Haifaa Al-Mansour (R) on set during the filming of ‘Unidentified.’ (Supplied)

Nawal does have at least one supporter: her boss and mentor Majid, played by Shafi Alharthi. Again, Al-Mansour’s experience was similar. “I was fortunate to have people who may not have fully understood my perspective at first, but who chose to listen and stand beside me. Those allies matter enormously,” she says. “Majid is not perfect; he hesitates, he is shaped by the same system as everyone else. But his willingness to support Nawal, even quietly, reflects the kind of allyship that can make real change possible.” 

The chemistry between the two actors is a crucial part of the movie. Both appeared in Al-Mansour’s previous feature, 2019’s “The Perfect Candidate,” and the director says that she wrote “Unidentified” with the two of them in mind and “designed the characters around them.”  

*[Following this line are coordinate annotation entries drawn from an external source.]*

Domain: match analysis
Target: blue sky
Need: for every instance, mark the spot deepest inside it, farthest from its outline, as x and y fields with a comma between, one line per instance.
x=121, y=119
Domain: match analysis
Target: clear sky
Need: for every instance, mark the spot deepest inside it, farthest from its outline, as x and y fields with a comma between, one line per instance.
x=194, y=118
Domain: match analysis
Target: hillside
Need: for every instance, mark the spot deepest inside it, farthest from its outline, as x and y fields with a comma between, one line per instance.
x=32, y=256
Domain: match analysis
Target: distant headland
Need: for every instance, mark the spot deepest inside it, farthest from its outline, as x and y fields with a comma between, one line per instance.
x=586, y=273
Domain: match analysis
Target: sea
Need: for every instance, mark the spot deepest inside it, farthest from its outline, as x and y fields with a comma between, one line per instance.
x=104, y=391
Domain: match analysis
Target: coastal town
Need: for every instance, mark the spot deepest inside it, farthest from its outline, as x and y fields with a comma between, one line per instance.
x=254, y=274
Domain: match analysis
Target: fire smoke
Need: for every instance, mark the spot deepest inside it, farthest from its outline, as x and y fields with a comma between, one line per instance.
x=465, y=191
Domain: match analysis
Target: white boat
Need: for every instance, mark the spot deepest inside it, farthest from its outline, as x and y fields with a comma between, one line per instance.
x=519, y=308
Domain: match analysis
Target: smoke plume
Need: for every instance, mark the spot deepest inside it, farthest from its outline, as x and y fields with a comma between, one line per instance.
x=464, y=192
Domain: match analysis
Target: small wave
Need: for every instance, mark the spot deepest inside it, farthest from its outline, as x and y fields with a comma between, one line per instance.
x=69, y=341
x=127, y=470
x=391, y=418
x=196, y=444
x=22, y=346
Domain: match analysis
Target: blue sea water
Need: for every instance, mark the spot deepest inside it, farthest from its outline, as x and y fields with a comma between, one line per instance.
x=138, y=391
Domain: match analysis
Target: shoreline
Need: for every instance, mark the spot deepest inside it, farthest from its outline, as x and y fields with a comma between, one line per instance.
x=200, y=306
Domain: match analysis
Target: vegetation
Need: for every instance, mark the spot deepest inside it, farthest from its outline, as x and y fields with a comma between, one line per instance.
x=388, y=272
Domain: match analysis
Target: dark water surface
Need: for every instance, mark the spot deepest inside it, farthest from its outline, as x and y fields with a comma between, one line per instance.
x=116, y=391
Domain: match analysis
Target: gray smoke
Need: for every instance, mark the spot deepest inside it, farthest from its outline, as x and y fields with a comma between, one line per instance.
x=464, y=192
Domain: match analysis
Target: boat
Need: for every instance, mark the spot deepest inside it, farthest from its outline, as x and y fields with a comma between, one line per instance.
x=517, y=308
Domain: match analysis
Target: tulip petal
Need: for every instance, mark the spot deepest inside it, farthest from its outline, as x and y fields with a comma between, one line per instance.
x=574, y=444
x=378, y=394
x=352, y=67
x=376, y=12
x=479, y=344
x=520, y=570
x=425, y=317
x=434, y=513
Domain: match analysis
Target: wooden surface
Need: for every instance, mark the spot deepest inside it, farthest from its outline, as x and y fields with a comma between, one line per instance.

She explains: “I didn’t want Nawal to feel like a symbol; she needed to feel human. Mila has an incredible ability to communicate inner conflict with restraint. She doesn’t overplay emotion — you see it in her eyes, in her stillness. She brought vulnerability and strength in equal measure. And Shafi is such a big teddy bear, I knew that he would be sympathetic as a mentor figure, and not too intimidating or rough. Their connection is subtle, based on respect rather than romance, and that was important. Shafi brings warmth and intelligence to Majid. He makes the character believable as someone who is evolving, not suddenly enlightened. That dynamic supports the emotional core of the film.” 

Mila Al-Zahrani as Nawal in ‘Unidentified.’ (Supplied)

As she suggested earlier, Al-Mansour was not looking just to create a “whodunnit,” but to use the crime as a way of exploring social and cultural issues. Throughout the film, several of the young female characters express dissatisfaction with gender roles and societal expectations.  

“These conversations are happening more openly now (in the Kingdom), especially among younger women,” says Al-Mansour. “There is ambition, impatience, hope, and frustration all existing at the same time. That is what happens during periods of rapid change like the kind we are seeing now. And that is very healthy!  

“As a Saudi filmmaker, I’m really excited to add to the discussion on these subjects, and I believe it is important to reflect lived-reality honestly. Cinema has a responsibility not just to celebrate progress, but also to ask what still hurts, what still needs work. For me, storytelling is a way to participate in that conversation, not to give answers but to create space for dialogue,” she continues. “My main goal with this film was to challenge the audience, to present problems that seem to have ‘tidy’ solutions, and then present additional information that throws everything into question.” 

What she hopes “Unidentified” will achieve, she says, is to make audiences think about “the cost of silence — and the courage it takes to name what others would rather ignore” and to “question the root causes of these issues, and look beyond the expected conclusion to the difficult questions beyond.” 

She concludes: “If the film encourages empathy, conversation, and a willingness to look closer at what we choose not to see, then it has done its job.”